Assess whether the patient requires supervision to remain safe.

  • Safety issues should be addressed at every evaluation.

  • Families should be advised about the possibility of accidents (e.g., fires while cooking), difficulties coping with household emergencies, and wandering.

  • Family members should also be advised to determine whether the patient is handling finances appropriately and to consider taking over the paying of bills and other responsibilities.

  • At this stage, nearly all patients should not drive, and families should be counseled to undertake measures to prevent patients from driving, as many patients lack insight into the risks.


Address family and caregiver issues (e.g., provide referral for respite care, discuss possible transfer of the patient to a long-term care facility).


Consider treating cognitive symptoms with a combination of a cholinesterase inhibitor plus memantine.

  • Evidence suggests that the combination is more likely to improve cognitive function or delay symptom progression than a cholinesterase inhibitor alone.


Treat psychosis and agitation, which commonly occur in moderately impaired patients.

  • Treatment of psychosis and agitation can increase the comfort and safety of the patient and ease care by the family and other caregivers.

  • Consideration of the risks and benefits of treatment, discussion of these with the patient and caregivers, and documentation of these discussions should precede treatment.

  • If psychotic symptoms cause minimal distress to the patient and are unaccompanied by agitation or combativeness, they are best treated with environmental measures, including reassurance and redirection.

  • If the symptoms do cause significant distress or are associated with behavior that may place the patient or others at risk, treatment with low doses of antipsychotic medication is indicated in addition to nonpharmacological interventions. Treatment with an antipsychotic medication is also indicated if a patient is agitated or combative in the absence of psychosis, because antipsychotics have the most support in the literature. However, the potential benefits of antipsychotic medications need to be weighed against the potential for increased mortality when they are used by individuals with dementia.

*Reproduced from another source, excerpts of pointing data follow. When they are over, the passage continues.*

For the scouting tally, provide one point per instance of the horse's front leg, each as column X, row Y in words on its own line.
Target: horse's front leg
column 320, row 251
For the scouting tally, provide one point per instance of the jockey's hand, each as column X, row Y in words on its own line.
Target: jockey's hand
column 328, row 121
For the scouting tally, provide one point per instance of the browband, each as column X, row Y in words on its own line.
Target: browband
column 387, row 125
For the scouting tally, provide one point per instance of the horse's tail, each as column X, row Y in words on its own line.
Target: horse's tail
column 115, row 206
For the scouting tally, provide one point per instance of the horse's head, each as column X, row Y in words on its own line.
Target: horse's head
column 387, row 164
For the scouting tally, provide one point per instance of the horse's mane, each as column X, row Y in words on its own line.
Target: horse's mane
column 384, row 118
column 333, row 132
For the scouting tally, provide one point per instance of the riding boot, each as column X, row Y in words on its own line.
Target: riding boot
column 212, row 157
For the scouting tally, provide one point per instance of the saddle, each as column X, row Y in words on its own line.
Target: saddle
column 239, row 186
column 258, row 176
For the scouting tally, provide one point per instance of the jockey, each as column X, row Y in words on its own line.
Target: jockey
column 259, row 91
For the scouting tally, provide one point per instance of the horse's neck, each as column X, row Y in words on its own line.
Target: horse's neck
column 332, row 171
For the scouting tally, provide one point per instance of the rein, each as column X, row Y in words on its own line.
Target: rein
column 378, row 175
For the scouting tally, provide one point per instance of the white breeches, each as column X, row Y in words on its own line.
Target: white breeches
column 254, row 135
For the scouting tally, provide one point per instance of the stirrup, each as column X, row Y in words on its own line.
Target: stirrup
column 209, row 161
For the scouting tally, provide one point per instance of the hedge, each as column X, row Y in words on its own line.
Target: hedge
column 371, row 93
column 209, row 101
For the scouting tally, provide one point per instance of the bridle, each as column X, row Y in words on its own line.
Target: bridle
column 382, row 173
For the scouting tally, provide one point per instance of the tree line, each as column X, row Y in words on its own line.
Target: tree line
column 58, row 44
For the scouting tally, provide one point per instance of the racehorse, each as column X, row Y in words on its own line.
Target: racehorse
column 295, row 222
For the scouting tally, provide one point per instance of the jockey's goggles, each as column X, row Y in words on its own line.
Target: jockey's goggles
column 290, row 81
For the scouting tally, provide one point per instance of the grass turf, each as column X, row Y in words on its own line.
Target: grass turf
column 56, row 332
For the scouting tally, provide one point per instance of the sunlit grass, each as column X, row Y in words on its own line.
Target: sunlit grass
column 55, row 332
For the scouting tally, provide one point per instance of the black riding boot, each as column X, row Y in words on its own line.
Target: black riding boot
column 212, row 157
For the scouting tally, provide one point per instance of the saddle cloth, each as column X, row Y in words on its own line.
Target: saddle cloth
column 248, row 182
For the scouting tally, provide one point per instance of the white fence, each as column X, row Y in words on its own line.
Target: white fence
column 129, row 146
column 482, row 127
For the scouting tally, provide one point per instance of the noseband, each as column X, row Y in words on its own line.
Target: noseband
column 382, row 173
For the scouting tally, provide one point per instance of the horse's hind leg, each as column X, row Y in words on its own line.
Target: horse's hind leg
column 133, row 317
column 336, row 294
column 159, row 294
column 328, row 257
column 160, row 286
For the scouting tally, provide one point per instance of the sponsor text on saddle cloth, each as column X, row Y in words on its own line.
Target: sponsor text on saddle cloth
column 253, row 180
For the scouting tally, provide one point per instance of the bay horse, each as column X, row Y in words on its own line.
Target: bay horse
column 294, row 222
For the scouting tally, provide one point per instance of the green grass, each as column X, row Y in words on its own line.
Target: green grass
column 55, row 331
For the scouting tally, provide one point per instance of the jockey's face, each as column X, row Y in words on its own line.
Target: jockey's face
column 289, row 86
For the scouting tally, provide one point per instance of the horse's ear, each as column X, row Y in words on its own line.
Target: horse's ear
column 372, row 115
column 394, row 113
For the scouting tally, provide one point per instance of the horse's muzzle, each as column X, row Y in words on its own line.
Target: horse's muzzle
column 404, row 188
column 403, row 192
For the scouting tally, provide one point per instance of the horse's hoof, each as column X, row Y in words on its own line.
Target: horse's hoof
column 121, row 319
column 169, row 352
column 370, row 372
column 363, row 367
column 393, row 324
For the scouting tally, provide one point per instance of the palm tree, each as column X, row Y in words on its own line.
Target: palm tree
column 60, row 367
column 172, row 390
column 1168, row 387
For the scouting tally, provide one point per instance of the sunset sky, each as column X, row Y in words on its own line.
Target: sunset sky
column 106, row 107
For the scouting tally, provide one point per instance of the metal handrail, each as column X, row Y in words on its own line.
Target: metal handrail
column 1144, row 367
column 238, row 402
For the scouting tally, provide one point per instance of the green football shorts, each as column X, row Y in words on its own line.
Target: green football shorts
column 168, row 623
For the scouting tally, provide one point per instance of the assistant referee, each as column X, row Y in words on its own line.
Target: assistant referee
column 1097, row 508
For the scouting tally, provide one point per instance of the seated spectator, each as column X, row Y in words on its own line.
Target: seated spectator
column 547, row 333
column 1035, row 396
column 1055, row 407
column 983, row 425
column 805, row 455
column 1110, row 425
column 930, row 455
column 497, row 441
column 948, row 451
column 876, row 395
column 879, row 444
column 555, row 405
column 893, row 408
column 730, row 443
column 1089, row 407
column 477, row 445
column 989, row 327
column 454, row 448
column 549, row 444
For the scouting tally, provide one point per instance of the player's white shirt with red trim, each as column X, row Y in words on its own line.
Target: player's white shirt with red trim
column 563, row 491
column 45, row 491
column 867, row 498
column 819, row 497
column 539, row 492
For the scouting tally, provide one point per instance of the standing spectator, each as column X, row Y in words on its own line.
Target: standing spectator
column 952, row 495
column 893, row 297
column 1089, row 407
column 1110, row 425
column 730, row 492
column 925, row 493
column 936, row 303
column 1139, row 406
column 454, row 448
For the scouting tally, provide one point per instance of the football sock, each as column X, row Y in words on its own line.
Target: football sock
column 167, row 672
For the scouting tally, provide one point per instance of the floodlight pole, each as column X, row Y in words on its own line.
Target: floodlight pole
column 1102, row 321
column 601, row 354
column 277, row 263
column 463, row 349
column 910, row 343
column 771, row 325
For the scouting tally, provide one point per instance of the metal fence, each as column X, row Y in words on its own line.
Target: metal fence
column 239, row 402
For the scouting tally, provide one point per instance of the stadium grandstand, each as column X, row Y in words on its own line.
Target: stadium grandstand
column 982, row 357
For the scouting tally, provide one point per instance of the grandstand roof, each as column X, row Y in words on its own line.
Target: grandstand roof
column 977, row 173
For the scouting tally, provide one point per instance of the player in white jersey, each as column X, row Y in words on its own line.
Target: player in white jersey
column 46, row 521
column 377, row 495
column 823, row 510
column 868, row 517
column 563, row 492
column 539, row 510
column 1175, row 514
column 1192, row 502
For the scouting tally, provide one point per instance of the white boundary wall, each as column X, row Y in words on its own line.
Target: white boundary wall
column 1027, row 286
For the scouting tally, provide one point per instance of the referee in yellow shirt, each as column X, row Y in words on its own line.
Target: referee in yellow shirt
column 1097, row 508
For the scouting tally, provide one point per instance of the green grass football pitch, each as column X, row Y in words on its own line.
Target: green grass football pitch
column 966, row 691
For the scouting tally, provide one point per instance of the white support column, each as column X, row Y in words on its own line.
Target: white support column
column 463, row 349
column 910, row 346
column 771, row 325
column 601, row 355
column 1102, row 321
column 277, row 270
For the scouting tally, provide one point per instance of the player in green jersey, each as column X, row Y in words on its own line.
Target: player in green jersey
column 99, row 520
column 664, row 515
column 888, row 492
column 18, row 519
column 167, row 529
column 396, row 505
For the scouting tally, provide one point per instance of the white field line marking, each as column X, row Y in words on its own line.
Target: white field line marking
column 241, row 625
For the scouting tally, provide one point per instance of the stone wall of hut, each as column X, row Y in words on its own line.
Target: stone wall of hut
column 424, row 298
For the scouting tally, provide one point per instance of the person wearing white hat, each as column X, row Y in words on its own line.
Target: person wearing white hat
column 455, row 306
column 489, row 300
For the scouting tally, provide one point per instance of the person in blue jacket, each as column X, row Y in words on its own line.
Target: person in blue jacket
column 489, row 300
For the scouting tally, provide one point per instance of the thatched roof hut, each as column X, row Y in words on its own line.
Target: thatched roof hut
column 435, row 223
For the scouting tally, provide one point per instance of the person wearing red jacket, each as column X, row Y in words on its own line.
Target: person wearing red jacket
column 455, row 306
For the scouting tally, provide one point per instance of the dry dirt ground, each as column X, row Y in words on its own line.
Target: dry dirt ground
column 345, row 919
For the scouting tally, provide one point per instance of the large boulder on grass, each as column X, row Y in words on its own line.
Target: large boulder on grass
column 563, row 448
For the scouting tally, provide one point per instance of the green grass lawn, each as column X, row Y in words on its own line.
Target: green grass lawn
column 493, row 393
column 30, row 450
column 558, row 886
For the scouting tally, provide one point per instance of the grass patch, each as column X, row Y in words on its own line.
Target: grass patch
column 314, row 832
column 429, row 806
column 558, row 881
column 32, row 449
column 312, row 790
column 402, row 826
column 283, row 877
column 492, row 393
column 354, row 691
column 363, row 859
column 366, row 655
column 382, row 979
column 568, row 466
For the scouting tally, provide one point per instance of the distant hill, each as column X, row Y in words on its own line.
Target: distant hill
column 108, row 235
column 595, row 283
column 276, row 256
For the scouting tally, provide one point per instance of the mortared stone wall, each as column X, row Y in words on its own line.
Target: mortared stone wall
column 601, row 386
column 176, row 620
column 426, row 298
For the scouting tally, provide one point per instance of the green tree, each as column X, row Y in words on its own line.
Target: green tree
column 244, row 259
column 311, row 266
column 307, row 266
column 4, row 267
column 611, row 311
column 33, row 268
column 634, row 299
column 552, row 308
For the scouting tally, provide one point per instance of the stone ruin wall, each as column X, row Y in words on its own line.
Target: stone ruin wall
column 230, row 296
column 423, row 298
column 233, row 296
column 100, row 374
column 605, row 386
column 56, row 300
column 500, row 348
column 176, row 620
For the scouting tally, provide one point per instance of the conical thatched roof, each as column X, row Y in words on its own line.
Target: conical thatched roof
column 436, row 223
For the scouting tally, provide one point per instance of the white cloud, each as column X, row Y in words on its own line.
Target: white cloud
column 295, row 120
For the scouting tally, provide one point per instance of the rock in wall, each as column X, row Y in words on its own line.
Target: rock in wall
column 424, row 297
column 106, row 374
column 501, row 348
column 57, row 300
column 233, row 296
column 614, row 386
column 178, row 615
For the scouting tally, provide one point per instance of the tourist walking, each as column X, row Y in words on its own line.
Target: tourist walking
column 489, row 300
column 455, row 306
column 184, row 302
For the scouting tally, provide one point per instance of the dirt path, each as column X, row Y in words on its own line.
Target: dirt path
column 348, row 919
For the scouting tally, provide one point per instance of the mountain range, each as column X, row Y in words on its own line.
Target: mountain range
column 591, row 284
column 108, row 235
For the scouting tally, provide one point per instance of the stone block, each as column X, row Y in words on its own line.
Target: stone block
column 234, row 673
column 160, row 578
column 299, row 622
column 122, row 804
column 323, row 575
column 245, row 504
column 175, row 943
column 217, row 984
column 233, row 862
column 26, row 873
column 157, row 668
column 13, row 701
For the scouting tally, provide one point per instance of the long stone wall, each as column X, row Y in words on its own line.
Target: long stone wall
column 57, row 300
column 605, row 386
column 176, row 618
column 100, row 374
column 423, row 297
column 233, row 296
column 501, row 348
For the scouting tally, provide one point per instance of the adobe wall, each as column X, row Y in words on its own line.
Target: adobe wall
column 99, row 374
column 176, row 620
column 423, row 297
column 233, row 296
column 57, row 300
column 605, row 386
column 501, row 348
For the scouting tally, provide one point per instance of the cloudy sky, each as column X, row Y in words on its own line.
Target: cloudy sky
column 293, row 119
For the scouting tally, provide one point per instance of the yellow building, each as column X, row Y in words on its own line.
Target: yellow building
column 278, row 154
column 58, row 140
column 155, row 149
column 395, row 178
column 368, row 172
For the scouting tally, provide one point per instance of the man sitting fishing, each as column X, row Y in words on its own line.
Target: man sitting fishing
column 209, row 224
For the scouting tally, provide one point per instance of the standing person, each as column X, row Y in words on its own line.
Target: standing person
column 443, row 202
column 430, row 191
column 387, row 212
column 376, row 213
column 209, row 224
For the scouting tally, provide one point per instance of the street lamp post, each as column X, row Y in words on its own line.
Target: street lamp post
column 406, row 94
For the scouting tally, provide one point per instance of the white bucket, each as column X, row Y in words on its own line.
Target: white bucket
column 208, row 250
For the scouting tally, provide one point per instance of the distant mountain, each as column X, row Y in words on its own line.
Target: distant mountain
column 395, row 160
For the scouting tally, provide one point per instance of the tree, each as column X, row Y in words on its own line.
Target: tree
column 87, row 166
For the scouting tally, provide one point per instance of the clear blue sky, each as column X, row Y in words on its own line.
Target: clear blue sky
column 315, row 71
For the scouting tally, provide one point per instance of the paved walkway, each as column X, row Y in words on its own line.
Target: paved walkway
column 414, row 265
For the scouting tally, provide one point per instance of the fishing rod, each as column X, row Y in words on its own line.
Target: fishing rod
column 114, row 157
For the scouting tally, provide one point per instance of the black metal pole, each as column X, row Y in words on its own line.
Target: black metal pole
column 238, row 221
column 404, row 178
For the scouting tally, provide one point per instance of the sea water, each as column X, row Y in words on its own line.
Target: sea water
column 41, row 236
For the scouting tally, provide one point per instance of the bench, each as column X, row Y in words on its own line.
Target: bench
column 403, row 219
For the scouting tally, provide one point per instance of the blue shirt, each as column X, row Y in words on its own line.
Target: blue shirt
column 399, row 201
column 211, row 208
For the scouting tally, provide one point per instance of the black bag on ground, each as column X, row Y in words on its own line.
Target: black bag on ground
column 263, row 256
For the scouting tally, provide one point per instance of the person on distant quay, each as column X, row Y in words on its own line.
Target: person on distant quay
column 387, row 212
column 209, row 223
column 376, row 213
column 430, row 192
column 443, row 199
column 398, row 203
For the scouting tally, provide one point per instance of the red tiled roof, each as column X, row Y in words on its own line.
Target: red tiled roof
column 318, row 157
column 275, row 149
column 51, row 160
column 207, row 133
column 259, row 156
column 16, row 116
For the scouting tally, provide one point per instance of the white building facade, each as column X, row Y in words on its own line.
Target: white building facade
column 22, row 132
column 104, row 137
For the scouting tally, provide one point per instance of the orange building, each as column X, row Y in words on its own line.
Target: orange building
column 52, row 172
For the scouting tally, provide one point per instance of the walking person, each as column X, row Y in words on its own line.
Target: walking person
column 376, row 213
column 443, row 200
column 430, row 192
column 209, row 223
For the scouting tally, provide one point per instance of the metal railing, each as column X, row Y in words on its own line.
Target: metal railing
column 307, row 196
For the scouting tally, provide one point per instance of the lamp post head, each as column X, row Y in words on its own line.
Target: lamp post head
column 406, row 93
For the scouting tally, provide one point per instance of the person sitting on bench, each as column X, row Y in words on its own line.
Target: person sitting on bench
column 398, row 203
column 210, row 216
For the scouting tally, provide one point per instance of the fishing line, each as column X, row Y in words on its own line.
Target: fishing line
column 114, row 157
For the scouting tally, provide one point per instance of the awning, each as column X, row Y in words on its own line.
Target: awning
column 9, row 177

  • When antipsychotics are ineffective, carbamazepine, valproate, or an SSRI may be used in a careful therapeutic trial. If behavioral symptoms are limited to specific times or settings (e.g., a diagnostic study), or if other approaches fail, a low-dose benzodiazepine may prove useful, although side effects in the elderly can be problematic. Although mood stabilizers and SSRIs are commonly used in clinical practice to treat agitation, delusions, and aggression, they have not been consistently shown to be effective in treating these symptoms, nor is there substantial evidence for their safety. Thus, in making decisions about treatment, these agents should not be seen as having improved safety or comparable efficacy compared with antipsychotic medications.

  • As a dementing illness evolves, psychosis and agitation may wax and wane or may change in character. As a result, the continued use of any intervention for behavioral disturbances or psychosis must be evaluated and justified on an ongoing basis.


Assess and treat depression and sleep disturbance, if present, using strategies already described.